Kirkus Reviews QR Code
VOICES OF CHEROKEE WOMEN by Carolyn Ross Johnston

VOICES OF CHEROKEE WOMEN

by Carolyn Ross Johnston

Pub Date: Sept. 25th, 2013
ISBN: 978-0-89587-599-0
Publisher: John F. Blair

A history scholar collects first-person accounts of the history of the Cherokee people, revealing a troubled but proud history through the eyes of its women.

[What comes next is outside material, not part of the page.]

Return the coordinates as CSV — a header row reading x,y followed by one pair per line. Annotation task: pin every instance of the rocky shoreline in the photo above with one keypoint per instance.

In her spirited and well-sourced collection, Johnston (History and American Studies/Eckerd Coll.; My Father’s War: Fighting with the Buffalo Soldiers in World War II, 2012, etc.) unfolds history through the voices of people who remembered terrible events ranging from the cataclysmic effects of legislation like the Dawes Act to the ethnic cleansing of the Trail of Tears to the bloody cost of the American Civil War, finally reaching the rejuvenation of these proud people under the leadership of great chiefs like Wilma Mankiller. Beginning with the Cherokee creation myths, the book moves quickly to examine the flawed observations of Western explorers starting in the early 17th century. The great crisis arrived in the form of the United States government’s “civilization program,” as captured by the Cherokee woman Wahnenauhi (“Over-There-They-Just-Arrived-With-It”): “They could almost hear the reproaches and wailings of the dear dead as they were leaving. How must these Chiefs decide for their people? No wonder it seemed that Despair in its thickest blackness had settled down and unfolded in gloom this assemblage of brave and true hearted Patriots.” Johnston excerpts some of the accounts from a Works Projects Administration program in the 1920s to capture the history of the Native American people of North America. In one, a woman remembers her mother telling her the story of a soldier who murdered a baby who wouldn’t stop crying. The book also reveals how the rather warped European attitudes about topics like sex, power and responsibility changed the Cherokee people, deeply diminishing the power of women under challenges from a white, patriarchal society. Only in the 20th century have women finally been able to reassert themselves and take their fair and equal role as leaders of their culture.

An academic account that respectfully resurrects long-dead voices from a people who still have a lot to tell us.